Webroot comment: A-level students at risk of email fraud
August 2019 by Webroot
This morning, a report was published that states that students are at risk of email fraud, with 65% of the UK’s top universities not using any form of an industry-recommended email authentication tool.
In response to this, Matt Aldridge, Senior Solutions Architect at Webroot, believes that educational institutions will continue to be targeted as long as students aren’t properly educated around the dangers of phishing attempts.
Matt Aldridge, Senior Solutions Architect, Webroot “Educational organisations will continue to be targets for cyberattacks. Unfortunately, the sprawling nature of a university – with all their separate faculties and facilities – and the inevitable movement of data between departments makes IT administration and security difficult to implement and maintain. Additionally, universities contain a wealth of valuable intellectual property which can be valuable to hackers, especially those acting on behalf of governments. However, schools and parents must also ensure that school leavers are properly equipped to deal with the advanced online threats that they will face as they begin to transact with new, large entities in the academic and commercial world.”
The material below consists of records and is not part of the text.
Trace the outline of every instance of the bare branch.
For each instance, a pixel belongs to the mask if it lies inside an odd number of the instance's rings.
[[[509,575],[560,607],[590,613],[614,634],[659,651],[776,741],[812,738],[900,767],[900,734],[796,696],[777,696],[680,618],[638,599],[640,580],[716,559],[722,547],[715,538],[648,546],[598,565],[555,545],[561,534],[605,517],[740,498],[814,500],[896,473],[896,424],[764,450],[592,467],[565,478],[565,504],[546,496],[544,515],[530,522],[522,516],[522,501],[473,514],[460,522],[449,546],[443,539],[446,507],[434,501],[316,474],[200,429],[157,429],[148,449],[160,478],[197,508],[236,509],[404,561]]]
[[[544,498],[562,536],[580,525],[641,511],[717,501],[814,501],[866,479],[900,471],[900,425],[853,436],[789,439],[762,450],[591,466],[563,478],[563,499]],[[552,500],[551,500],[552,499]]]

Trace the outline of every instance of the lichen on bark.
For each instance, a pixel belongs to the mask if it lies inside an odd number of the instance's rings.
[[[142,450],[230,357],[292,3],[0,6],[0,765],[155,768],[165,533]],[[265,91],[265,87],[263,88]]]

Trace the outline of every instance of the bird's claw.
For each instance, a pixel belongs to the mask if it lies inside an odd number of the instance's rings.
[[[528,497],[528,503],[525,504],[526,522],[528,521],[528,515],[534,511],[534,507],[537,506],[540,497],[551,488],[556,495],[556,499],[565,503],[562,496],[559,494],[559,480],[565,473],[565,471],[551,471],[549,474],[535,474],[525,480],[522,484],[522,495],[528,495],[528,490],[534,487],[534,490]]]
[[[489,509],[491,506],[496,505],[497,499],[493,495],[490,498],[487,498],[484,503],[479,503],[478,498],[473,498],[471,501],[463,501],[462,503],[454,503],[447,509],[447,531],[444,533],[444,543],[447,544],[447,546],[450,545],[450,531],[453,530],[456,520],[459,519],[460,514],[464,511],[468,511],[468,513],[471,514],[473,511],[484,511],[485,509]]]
“Phishing attacks are only becoming more sophisticated and targeted, and it only takes one click to put an entire network at risk. To mitigate future attacks, universities need to keep up with the latest standards relating to email security and spoofing protection. IT teams must properly audit all machines connected to their networks and the data they hold. Security awareness training should be implemented for staff and students from day one, ensuring that they are vigilant in scrutinising the types of emails they receive. This should be underpinned by cybersecurity technology such as email filtering, anti-virus protection, and sensible password policies. A tricky issue is that very valuable data is on individual students’ laptops/desktops as well as university servers, and the monitoring of access and the high benefit of stolen credentials pose real difficulties for the IT departments – a highly tied-down environment doesn’t match with the knowledge sharing culture of universities. Insider attacks too are difficult to stop. So avoiding all the different attack vectors is difficult and expensive and almost counter-productive.
“There needs to be an intimate understanding of the assets needing to be protected, where they are, their relative ‘value’. Then there needs to be agreement on how they should be secured vs. access and whole range of other issues.
“Universities are ripe for persistent IP theft and the ‘live off the land’ tactics that make it very difficult to separate normal from abnormal behaviours and whether it’s just plain IP theft by industrial competitors, or nation state activity, defenders have a lot of technical and social policies and procedures to be enforced at a very detailed level.”